Yüce Allah Kur’an-ı Kerîm’de kendisini şöyle tanımlar: “De ki: O, Allah birdir. Hiçbir şeye muhtaç değildir, her şey O’na muhtaçtır. O, doğurmamış ve doğmamıştır. O’nun hiçbir dengi yoktur.” [1] “Allah, kendisinden başka hiçbir ilâh olmayan, sürekli diri ve yaratıklarını koruyup yönetendir. O’nu ne bir uyuklama ve ne de bir uyku tutmaz. Göklerde ve yerde olanların hepsi O’nundur. O’nun izni olmadan, katında kim aracılık edebilir? O, onların geçmişlerini ve geleceklerini bilir. Onlar ise, O’nun ilminden, O’nun dilediğinin dışında hiçbir şeyi kavrayamazlar. O’nun Kürsüsü, gökleri ve yeri kaplamıştır. Gökleri ve yeri koruyup gözetmek O’na ağır da gelmez. O, çok yüce, çok büyüktür.” [2]
ALLAH NE DEMEKTİR?
“Lafza-i celâl” denilen Allah kelimesi, Cenâb-ı Hakk’ın zat, sıfat ve fiillerini hep birlikte ifade eder. Bütün kemal sıfatları bu kelimede toplanmıştır. Dilcilerin kuvvetli görüşüne göre, bu kelime Arapça olup, herhangi bir kelimeden türemiş değildir. Yalnız Cenâb-ı Hakk’a ait özel isimdir. İkil veya çoğulu yoktur. Bir dilde, cinsleri olan varlıkların isimleri çoğul yapılabilir. Ancak çeşitli dillerde Allah Teâlâ’nın değişik isimleri olabilir. Türkçe’de Tanrı; Farsça’da Hudâ ve Yezdân; İngilizce’de God; Fransızca’da Dieu gibi isimler her ne kadar Allah isminin yerine geçmezse de ilâh, rab, ma’bud, mevlâ gibi âyet ve hadislerde geçen Allah’ın diğer isimlerinin yerine kullanılabilir. Arapça’da ilâhın çoğuluna “âlihe”; rabbın çoğuluna “erbâb”; Farsça’da Hudâ’nın çoğuluna “Hudâyân” denildiği gibi, Türkçe’de de “ilâhlar, rabler, ma’budlar ve tanrılar” şeklinde çoğul yapılır. Bu yüzden de tanrı kelimesi, tam olarak Allah kelimesinin yerini tutmaz.
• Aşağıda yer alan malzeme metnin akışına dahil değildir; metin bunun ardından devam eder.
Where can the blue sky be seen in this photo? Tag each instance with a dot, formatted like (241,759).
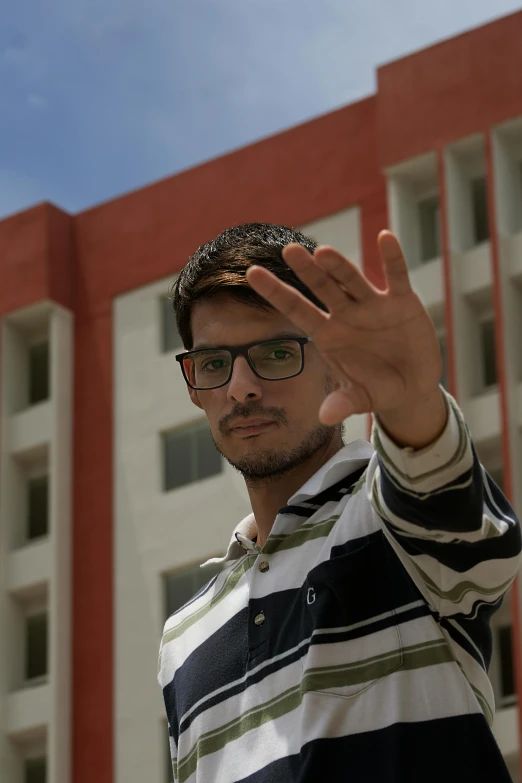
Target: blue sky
(99,97)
Buna göre, İslâm’ın temel ilkesi olan, “Lâ ilâhe illâllah (Allah’tan başka ilâh yoktur)”, tevhid kelimesi, tercüme edildiği zaman“(İlâhtan başka ilâh yoktur)” şeklini alır ki, Allah kelimesi “ilâh” kelimesiyle tercüme edilmiş bulunur. Bu da yanlış bir tercüme olur. Çünkü ilâh cins isim, Allah ise özel isimdir. “Tanrıdan başka Tanrı yoktur” tercümesinde de aynı yapıyı görmek mümkündür. Ancak bu durum, yüce yaratıcı kastedilerek başka isimlerin kullanılamayacağı anlamına gelmez. Cenâb-ı Hakk’ın doksan dokuz isminin bulunması ve Kur’an-ı Kerim’de en güzel isimlerin O’na ait olduğunun bildirilmesi,[3] bu isimlerden arzu edilenle veya istenilecek konuya uygun olarak seçilecek bir isimle dua etmenin caiz olduğunu gösterir. Bu isimlerin başka dile tercümesi mümkündür. Bunlardan her biri Cenâb-ı Hakk’ın sıfatlarıyla yakından ilgili ve genel olarak onlardan alınan isimlerdir.
İSMİ AZAM NEDİR?
Allah’ın en büyük ismi anlamına gelen, “İsm-i Azam”, terim olarak, Cenab-ı Hakk’ın Kitap ve sünnette yer alan bazı isimleri için kullanılmıştır.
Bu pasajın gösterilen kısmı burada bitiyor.